Unfair? What's unfair, in retrospect, was Armstrong's verbal bullying and strong-arm attacks on officials, competitors, teammates and media members as he won seven Tour de France titles.
Unfortunate? That's the word Players Association Executive Director Michael Weiner labeled the voting — "unfortunate, if not sad,'' he said. And you can see that.
What would be equally unfortunate if the Steroid Six were voted into the Hall is symbolized by Fred McGriff. He hit 493 home runs. He played 18 years. He didn't have a whiff of steroid use around him.
The McGriffs of that era, in effect, then would be penalized by not taking steroids, not hitting 500 home runs and not getting a hall pass into the Hall. My ballot read: Craig Biggio, Tim Raines, Curt Schilling, Mike Piazza and Larry Walker.
It's all a mess wrapped in a riddle that maybe time will solve. Maybe, by confessing, Armstrong gets the lifetime ban lifted against him in cycling. Maybe, over time, all of us sort out their thoughts on steroids and the Hall more.
"After what has been written and said over the last few years, I'm not overly surprised,'' Clemens said via Twitter of not making the Hall.
Nobody was surprised. This week was a referendum on drugs in sports. And the bottom line is most people still feel there are standards to be upheld when it comes to them.
The international cycling officials directed how people should act by banning anyone involved in illegal performance enhancement. Baseball Commissioner Bud Selig has remained characteristically mute through the Hall voting.
Selig could ban anyone who tested positive for steroids from the Hall's ballot in the manner Pete Rose is banned for betting. He's happy to keep his desk clean and let the voters settle it.

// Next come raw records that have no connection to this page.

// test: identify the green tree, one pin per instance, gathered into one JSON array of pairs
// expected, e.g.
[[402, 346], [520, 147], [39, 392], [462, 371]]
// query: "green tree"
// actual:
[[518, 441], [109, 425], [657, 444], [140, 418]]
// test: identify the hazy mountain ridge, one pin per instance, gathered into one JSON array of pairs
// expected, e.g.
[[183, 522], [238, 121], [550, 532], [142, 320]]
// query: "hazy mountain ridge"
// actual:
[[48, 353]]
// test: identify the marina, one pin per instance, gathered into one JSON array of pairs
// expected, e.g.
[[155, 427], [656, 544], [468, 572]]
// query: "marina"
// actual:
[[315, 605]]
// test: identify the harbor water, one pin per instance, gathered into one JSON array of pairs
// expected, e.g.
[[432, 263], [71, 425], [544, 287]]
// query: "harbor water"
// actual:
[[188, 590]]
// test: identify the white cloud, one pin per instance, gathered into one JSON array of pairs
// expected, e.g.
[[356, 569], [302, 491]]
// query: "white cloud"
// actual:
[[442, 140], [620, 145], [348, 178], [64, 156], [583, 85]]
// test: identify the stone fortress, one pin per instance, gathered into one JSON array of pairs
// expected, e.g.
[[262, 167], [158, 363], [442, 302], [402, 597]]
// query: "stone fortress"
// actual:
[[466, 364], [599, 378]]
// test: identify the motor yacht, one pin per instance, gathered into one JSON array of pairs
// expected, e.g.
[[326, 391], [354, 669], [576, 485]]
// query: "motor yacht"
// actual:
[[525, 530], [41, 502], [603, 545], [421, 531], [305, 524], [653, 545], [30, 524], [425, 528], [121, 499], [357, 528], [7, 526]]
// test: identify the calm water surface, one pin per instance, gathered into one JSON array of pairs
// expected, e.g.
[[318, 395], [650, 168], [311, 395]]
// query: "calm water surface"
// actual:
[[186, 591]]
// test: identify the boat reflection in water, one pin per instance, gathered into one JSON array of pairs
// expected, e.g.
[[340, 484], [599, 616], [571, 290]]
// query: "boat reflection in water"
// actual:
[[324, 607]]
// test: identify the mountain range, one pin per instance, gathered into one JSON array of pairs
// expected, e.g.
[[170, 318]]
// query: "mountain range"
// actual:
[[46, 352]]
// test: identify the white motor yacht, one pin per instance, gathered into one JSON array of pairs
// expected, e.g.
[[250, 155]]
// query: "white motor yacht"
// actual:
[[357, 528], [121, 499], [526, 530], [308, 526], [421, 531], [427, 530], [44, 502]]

Cycling isn't baseball in America, and beating cancer isn't beating the Dodgers. So Armstrong isn't Bonds or Clemens.
"His story helped me,'' my father says of Armstrong.
That's the human element to his story. This conversation will go on. Armstrong's words will be watched. And the Hall of Fame voting? In 1950, no players were elected to the Hall of Fame. In coming years, 45 of those on tht 1950 ballot were.